MacDuff MACDUFF 27yo DOUGLAS LAING XTRA OLD PARTICULAR for Bar Campbeltoun Loch #11493 52.9%
one of 102 bottles, SHERRY BUTT

Au nez, le sherry est bien présent, avec des pruneaux et des raisins secs, ainsi qu'un peu de jus de raisin pressé avec la peau, de la cassonade, des nuances de rhum agricole et de liqueur aux herbes, du clou de girofle et de la cannelle, puis un côté malté légèrement torréfié et de la crème.
En bouche, l'attaque est souple puis s'ouvre avec richesse : des fruits concentrés comme au nez, une douceur assez marquée mais élégante, resserrée par de fins tanins doux et une touche boisée, puis, en profondeur, un bon malté et un gingembre discret. Corps moyen, finale agréable et équilibrée.
【Very Good】

Il s'agit d'un MacDuff 27 ans (distillé en 1990), embouteillé par le Bar Campbeltoun Loch de Yurakucho dans la série phare de Douglas Laing, Xtra Old Particular.
D'abord, les notes de sherry ne sont pas dominantes, mais elles s'expriment tout de même assez nettement.
Elles se prolongent ensuite vers une grande variété de fruits concentrés, avec aussi une nuance douce rappelant le rhum, ainsi que des impressions épicées et maltées.
Comme le nez le laissait présager, la texture est plus souple que le degré ne le suggère ; l'équilibre entre une douceur assez dense mais raffinée et des tanins qui la resserrent est bon, ce qui en faisait un MacDuff vraiment délicieux.
Même avec plusieurs éléments affirmés, l'ensemble restait joliment cohérent, sur un corps moyen, ce qui m'a également laissé une très bonne impression.
En ne considérant pas seulement le goût mais aussi les spécifications, le prix n'était pas si élevé ; c'est vraiment une belle sortie, comme on pouvait s'y attendre.
À ce propos, même dans une série phare comparable, l'Old & Rare de Hunter Laing propose souvent des bouteilles très chères, très offensives, avec des profils gustatifs qui vont très loin, tandis que ce XOP de Douglas Laing donne l'impression de placer la barre un peu plus bas.
Comme le contenu est bon lui aussi, on trouve beaucoup de XOP que l'on peut considérer comme offrant un bon rapport qualité-prix.

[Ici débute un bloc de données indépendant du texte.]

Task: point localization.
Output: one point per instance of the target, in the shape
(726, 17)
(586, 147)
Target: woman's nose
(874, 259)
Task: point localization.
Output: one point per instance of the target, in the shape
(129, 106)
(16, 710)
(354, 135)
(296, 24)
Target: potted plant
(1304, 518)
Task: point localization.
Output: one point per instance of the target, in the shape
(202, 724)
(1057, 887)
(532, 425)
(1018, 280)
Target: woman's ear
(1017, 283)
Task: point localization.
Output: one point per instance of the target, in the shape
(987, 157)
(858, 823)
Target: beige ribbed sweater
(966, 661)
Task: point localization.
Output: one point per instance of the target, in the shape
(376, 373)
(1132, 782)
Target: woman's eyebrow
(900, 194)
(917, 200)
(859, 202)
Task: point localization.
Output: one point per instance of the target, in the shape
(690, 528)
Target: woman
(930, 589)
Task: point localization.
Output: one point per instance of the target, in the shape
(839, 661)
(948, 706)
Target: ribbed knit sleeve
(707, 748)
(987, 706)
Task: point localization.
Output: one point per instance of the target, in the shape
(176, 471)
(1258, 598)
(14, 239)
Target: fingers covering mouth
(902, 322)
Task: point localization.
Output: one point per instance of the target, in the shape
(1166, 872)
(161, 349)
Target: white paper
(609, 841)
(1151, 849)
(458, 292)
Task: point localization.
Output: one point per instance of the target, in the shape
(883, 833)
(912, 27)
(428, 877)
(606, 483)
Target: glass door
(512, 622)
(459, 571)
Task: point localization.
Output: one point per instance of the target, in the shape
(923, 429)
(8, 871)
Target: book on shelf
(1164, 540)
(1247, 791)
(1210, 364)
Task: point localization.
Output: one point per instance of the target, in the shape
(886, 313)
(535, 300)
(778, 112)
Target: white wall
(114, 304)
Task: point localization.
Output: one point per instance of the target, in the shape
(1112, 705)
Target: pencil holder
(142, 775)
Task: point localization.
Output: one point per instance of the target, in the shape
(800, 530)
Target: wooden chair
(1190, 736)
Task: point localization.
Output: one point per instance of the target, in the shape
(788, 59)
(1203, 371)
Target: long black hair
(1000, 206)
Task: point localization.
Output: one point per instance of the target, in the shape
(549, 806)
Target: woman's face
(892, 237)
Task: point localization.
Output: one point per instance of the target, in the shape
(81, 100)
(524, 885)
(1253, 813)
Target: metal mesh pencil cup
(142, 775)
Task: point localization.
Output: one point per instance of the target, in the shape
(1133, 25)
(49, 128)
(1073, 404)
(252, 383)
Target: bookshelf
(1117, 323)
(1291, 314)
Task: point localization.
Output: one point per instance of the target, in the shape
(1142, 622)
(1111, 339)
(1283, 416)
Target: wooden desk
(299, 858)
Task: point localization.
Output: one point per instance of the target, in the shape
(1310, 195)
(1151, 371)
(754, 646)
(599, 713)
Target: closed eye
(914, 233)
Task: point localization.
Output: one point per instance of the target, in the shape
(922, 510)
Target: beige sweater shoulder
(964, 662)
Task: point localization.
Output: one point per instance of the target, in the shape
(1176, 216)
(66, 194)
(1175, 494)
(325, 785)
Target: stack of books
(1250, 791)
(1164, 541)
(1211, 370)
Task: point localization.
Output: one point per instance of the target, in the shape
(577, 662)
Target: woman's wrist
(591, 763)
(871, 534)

À noter que cette bouteille proviendrait du reste soutiré pour le #10954 embouteillé en 2015, que j'avais bu et publié auparavant, puis laissé tel quel en vieillissement supplémentaire pendant environ deux ans.
#Je pensais naturellement qu'il s'agissait du numéro de fût, mais il semble que Douglas Laing et Hunter Laing attribuent des numéros à chaque embouteillage plutôt qu'à chaque fût. Je ne le savais pas jusqu'ici.
Avec ce vieillissement supplémentaire, elle m'a semblé nettement plus souple et plus paisible que la précédente, et les arômes comme les saveurs étaient assez différents.
Si on ne me l'avait pas dit, même en connaissant les mêmes spécifications, je ne pense pas que j'aurais remarqué qu'il s'agissait du même fût. J'aurais probablement pensé à un sister cask pas très ressemblant.
Elle était clairement devenue plus souple et plus fruitée, mais il était aussi surprenant que l'amertume évoquant le café ait disparu malgré l'allongement de la durée de maturation.
Je sais que le malt whisky devient souvent plus souple et plus fruité après l'ouverture de la bouteille, tandis que l'astringence tannique diminue ; le vieillissement supplémentaire dans un fût contenant beaucoup d'air après le soutirage a peut-être influencé ce type d'évolution.
De plus, j'ai bu cette bouteille après ouverture au début comme vers la fin, et j'ai eu l'impression que des changements du même ordre avaient encore progressé.
C'était une bouteille non seulement délicieuse, mais aussi extrêmement intéressante de ce point de vue.